The discovery of pork DNA in halal meat will negatively affect the Irish meat industry, Irish Muslims have said.
“The news of this has reached all Muslims residing in Ireland,” said Dr Ali Selim of the Islamic Cultural Centre of Ireland.
On Sunday British food distributor 3663 identified McColgan Quality Foods Limited, a Tyrone-based company, as the source of “the very small number of halal savoury beef pastry products” found to contain pork DNA, supplied to British prisons.
Pork is forbidden under Islamic dietary rules, and Dr Selim called for “serious action to be taken” to restore Irish Muslims’ trust in their food.
“They should be doing tests and there should be visits to make sure that slaughtering is done to the halal way,” he said.
Declining trade
Shops selling halal meat, of which there are 22 in Dublin, face declining trade because “if we know it might have pork in it we definitely will not buy it”, said Dr Selim.

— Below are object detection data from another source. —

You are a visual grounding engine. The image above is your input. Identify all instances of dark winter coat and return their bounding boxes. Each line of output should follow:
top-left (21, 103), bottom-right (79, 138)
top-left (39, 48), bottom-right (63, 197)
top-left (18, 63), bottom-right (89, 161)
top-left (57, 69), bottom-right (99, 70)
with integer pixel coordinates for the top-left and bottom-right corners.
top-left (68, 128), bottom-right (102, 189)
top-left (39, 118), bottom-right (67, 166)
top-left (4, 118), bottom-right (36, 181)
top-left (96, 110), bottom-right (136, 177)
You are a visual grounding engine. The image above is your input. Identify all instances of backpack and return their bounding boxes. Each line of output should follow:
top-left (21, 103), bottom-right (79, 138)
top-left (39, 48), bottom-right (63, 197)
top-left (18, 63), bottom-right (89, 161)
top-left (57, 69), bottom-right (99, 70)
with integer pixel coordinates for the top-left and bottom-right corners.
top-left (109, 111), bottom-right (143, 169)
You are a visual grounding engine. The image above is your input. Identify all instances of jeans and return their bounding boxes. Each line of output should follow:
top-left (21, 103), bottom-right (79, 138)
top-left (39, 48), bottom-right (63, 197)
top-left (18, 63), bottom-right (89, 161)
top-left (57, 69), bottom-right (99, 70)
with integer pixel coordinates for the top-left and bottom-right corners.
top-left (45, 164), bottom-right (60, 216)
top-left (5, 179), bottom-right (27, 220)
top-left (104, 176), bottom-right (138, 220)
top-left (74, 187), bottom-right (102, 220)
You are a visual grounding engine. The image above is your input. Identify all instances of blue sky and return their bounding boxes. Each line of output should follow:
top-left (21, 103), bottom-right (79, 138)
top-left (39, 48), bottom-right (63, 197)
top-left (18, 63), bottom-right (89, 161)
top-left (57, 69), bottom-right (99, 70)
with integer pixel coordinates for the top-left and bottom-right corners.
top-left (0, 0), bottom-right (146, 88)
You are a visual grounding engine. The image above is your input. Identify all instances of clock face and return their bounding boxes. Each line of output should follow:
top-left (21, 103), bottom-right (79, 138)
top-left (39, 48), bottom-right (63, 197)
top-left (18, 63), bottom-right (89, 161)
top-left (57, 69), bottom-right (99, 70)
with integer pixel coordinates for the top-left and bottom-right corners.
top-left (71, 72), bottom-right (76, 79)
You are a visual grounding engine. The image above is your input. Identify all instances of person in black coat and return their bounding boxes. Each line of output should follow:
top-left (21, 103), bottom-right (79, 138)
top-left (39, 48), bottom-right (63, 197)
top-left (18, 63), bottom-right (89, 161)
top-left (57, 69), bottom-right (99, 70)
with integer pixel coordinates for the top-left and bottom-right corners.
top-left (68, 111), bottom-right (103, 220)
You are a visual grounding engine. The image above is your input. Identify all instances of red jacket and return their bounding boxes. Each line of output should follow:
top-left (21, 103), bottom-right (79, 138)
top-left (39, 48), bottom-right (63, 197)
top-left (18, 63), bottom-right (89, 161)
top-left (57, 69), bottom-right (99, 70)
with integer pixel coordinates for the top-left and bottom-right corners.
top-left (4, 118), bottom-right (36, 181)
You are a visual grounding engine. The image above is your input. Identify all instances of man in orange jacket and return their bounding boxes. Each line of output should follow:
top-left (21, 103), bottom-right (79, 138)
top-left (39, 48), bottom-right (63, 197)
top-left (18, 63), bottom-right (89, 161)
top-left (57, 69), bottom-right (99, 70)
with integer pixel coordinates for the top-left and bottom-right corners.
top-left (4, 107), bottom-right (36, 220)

Dr Mudafar Al Tawash, from the Islamic Foundation of Ireland, said contaminated food was “religiously and ethically” unacceptable and would undermine exports.
“We are very disappointed. That affects the market and we are working very hard to convince people from the Middle East market to come to Ireland to buy meat.”

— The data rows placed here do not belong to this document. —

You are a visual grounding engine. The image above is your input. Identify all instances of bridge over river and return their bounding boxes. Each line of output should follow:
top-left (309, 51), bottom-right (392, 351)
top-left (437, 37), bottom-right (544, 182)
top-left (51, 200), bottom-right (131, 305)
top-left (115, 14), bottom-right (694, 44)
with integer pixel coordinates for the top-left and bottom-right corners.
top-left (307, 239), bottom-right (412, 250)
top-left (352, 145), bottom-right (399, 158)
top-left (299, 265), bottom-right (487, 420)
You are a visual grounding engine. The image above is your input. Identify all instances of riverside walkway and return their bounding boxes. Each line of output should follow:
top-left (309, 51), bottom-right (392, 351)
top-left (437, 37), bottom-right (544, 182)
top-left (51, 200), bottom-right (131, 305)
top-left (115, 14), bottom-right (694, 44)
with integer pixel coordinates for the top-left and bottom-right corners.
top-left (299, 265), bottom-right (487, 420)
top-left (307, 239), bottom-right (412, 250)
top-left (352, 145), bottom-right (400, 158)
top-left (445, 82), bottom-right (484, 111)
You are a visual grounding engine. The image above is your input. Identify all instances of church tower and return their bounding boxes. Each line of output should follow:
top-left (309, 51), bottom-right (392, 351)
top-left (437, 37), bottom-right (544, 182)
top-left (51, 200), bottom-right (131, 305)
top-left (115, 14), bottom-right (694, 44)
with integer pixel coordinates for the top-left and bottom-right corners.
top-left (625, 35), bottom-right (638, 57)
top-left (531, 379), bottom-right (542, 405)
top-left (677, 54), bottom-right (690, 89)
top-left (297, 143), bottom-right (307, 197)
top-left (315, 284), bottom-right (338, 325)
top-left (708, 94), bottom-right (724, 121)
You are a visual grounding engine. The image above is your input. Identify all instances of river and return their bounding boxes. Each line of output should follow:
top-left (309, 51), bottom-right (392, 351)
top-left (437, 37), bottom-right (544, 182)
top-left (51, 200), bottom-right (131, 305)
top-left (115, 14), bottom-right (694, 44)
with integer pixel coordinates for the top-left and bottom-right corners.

Abdul Haseeb, a former editor of the Irish Muslim magazine, said the discovery raised the question of whether the presence of trace amounts of pork in food was acceptable.
“How small is small? And how permissible is small?” he said, adding that he was waiting to hear from the UK-based sharia council on the matter. The presence of pork DNA in halal products was undesirable but “not the end of the world”, he said.
Prisoners don’t have an alternative. “For prisoners, what we tell them is, ‘look, you don’t really have much of a choice: ask for halal and if they say it is halal then go for halal’.”